Blastn vs. blastp

Blastn is in feite een tamelijk slecht gereedschap voor het vinden van eiwit-coderende sequenties. Dit is gedeeltelijk te wijten aan de wobble positie van de derde nucleotide in de meeste codons. De meeste aminozuren kunnen worden gecodeerd door meerdere codons die verschillen in de derde positie. Zo kan exact dezelfde aminozuursequentie worden gecodeerd door twee nucleotidesequenties die op elke derde positie verschillen (aangezien mutaties op de derde positie geen invloed hebben op het resulterende eiwit, stapelen dergelijke mutaties zich doorgaans vrij snel op).

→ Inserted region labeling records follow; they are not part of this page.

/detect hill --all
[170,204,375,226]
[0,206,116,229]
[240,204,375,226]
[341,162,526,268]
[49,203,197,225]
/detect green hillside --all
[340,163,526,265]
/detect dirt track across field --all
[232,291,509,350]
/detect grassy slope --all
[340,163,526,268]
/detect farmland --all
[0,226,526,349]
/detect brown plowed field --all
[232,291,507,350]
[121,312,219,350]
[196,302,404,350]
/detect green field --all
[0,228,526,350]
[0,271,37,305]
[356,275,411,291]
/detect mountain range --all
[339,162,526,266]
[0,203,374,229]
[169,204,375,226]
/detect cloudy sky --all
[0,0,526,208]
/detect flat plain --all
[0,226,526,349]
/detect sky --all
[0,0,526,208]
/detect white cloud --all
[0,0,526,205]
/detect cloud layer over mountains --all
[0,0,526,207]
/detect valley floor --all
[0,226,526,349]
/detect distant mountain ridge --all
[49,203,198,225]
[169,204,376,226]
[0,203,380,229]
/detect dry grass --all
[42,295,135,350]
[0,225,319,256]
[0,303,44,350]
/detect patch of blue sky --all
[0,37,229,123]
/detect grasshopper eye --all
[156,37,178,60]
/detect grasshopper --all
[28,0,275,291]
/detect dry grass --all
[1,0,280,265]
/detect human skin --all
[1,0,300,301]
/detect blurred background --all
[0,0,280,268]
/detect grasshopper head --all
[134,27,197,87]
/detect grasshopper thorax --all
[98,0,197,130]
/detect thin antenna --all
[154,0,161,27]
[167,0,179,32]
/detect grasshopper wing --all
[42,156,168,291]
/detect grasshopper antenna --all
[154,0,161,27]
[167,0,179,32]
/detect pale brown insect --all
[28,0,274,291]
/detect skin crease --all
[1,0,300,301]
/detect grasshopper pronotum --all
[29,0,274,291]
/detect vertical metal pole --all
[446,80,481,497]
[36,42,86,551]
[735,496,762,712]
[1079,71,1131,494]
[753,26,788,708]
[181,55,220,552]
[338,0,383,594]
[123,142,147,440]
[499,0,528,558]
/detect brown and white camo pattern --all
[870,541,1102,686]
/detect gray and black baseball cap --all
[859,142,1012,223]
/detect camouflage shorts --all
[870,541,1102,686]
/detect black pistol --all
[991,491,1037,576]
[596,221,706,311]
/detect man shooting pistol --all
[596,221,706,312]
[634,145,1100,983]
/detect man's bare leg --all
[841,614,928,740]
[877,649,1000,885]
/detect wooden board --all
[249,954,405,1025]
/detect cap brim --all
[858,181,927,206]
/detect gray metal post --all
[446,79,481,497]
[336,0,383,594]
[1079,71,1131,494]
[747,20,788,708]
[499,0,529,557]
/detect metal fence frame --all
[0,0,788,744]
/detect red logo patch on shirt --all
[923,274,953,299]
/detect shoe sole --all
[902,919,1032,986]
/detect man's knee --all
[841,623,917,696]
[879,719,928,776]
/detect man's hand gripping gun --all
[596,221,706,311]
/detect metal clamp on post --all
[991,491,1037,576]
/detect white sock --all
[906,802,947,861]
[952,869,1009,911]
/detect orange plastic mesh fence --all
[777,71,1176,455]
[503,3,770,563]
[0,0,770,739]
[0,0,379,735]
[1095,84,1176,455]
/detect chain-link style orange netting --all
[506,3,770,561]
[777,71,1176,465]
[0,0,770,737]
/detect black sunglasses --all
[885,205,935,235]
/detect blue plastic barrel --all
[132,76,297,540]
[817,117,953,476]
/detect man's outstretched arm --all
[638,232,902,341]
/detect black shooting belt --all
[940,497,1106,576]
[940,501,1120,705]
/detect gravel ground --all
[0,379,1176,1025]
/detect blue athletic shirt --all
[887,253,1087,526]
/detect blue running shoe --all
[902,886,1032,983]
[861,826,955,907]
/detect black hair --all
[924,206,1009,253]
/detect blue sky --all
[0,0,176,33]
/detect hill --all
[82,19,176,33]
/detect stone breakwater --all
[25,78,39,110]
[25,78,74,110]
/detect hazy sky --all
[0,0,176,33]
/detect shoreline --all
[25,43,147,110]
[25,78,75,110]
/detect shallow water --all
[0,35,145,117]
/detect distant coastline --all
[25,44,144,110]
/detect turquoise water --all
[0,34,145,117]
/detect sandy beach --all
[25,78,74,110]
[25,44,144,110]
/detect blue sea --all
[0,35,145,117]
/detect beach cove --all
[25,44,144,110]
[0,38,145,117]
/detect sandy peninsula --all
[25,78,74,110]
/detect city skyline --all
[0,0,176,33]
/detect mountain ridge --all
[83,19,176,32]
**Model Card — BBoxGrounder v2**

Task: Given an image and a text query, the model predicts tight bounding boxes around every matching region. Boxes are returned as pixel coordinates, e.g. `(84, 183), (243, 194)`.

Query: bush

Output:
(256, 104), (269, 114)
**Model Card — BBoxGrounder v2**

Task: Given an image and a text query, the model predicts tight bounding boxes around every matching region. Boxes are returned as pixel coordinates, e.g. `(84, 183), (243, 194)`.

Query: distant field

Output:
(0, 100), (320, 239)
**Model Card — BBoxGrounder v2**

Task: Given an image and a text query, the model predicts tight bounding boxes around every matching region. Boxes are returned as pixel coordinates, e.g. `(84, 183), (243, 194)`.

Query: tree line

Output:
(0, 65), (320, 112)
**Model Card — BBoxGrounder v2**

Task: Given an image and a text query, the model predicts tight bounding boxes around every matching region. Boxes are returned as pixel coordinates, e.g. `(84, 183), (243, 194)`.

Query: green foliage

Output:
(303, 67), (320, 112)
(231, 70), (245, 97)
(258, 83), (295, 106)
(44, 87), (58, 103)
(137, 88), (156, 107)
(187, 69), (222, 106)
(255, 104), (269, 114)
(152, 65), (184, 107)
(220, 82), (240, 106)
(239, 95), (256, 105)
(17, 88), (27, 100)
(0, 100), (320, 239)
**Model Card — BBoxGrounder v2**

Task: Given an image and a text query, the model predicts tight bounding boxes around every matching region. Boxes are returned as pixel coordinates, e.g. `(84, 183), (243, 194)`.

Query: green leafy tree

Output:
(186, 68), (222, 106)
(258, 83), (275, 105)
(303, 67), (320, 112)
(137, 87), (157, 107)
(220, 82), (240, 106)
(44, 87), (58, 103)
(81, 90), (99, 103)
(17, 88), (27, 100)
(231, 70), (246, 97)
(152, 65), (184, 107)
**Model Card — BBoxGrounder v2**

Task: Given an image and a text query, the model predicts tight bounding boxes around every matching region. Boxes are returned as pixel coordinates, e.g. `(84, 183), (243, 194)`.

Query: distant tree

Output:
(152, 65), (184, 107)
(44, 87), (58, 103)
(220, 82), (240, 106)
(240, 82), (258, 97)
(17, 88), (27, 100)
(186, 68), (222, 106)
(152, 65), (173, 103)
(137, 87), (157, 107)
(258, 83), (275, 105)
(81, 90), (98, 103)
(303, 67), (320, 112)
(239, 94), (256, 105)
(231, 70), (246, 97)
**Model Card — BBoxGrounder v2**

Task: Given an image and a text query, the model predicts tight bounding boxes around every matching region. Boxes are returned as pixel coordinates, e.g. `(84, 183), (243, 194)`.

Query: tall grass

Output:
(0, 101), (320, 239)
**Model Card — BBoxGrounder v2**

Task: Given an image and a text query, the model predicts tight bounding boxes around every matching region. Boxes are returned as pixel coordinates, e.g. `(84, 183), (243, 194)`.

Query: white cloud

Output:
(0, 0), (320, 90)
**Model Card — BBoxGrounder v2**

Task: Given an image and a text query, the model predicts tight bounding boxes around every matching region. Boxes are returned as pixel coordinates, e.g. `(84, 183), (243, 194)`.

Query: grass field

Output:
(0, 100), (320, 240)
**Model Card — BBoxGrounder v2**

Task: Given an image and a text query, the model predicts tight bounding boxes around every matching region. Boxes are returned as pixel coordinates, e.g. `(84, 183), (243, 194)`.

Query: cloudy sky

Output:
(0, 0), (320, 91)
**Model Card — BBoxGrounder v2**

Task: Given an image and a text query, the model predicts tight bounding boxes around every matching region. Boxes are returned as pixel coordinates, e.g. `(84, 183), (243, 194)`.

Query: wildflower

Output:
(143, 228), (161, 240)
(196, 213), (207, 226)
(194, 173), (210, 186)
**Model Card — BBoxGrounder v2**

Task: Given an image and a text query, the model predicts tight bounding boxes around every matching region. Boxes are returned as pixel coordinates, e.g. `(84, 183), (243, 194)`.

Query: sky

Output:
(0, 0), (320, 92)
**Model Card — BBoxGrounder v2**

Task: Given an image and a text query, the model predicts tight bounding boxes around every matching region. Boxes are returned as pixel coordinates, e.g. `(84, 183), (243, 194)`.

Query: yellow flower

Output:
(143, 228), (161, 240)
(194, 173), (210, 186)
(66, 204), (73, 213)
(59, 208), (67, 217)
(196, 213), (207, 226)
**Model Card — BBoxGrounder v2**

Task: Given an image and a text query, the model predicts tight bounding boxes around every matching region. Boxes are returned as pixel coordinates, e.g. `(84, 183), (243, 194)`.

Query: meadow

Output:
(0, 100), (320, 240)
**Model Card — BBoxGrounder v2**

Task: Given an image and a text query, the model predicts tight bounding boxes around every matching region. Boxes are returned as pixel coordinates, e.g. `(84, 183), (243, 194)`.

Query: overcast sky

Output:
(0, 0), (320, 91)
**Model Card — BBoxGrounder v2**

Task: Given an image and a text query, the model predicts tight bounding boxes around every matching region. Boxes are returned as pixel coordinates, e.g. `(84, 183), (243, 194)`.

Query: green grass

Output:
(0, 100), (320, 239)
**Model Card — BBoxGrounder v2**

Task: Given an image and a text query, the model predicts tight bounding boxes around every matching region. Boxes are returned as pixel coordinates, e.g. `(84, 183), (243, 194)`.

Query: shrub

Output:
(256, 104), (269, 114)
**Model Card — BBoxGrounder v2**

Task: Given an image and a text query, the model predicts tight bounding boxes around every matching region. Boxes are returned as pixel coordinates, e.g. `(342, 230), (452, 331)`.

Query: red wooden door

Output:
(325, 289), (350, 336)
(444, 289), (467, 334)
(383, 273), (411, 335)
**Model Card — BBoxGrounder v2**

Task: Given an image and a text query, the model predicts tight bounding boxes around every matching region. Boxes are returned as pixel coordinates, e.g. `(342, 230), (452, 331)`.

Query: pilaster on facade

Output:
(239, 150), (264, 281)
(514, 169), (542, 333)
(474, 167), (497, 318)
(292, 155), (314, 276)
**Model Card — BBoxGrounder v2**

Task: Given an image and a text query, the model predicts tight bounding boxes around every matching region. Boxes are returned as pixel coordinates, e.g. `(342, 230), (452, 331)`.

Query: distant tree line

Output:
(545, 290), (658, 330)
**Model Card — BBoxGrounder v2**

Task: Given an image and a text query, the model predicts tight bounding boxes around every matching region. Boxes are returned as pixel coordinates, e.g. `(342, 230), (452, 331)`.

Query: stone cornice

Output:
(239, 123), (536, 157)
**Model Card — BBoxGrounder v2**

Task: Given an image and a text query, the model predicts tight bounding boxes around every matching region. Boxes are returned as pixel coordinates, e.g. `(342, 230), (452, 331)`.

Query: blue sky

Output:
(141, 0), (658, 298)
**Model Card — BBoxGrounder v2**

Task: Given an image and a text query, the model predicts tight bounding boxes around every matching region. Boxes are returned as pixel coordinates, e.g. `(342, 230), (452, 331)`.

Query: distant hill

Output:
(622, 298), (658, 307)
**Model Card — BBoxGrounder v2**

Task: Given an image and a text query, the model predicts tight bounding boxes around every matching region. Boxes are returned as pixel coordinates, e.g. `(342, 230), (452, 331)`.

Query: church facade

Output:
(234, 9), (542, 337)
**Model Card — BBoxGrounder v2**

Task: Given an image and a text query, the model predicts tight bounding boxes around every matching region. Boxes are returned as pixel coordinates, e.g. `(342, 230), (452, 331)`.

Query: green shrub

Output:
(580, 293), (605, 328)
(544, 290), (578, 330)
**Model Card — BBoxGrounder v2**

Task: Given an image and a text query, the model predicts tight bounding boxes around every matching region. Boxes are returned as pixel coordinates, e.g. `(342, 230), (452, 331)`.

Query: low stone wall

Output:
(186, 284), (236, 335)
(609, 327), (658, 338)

Aangezien de aminozuursequenties identiek zijn, zou blastp geen probleem hebben om de ene sequentie op te halen, met de andere sequentie als query. Blastn gebruikt echter een standaard woordgrootte van 11 nucleotiden. Dit betekent dat de twee sequenties ten minste 11 nucleotiden moeten overeenkomen, wil blastn een hit kunnen rapporteren. In het bovenstaande voorbeeld had de beste hit, wanneer de woordgrootte op 6 werd ingesteld, een e-waarde van 0,031. In dit geval werd een perfecte overeenkomst van 6 nucleotiden gevonden tussen de query en de database sequenties, maar blastn was niet in staat om deze uitlijning erg uit te breiden, wat de slechte e-waarde verklaart (vaak zou dit niet worden beschouwd als een significante hit).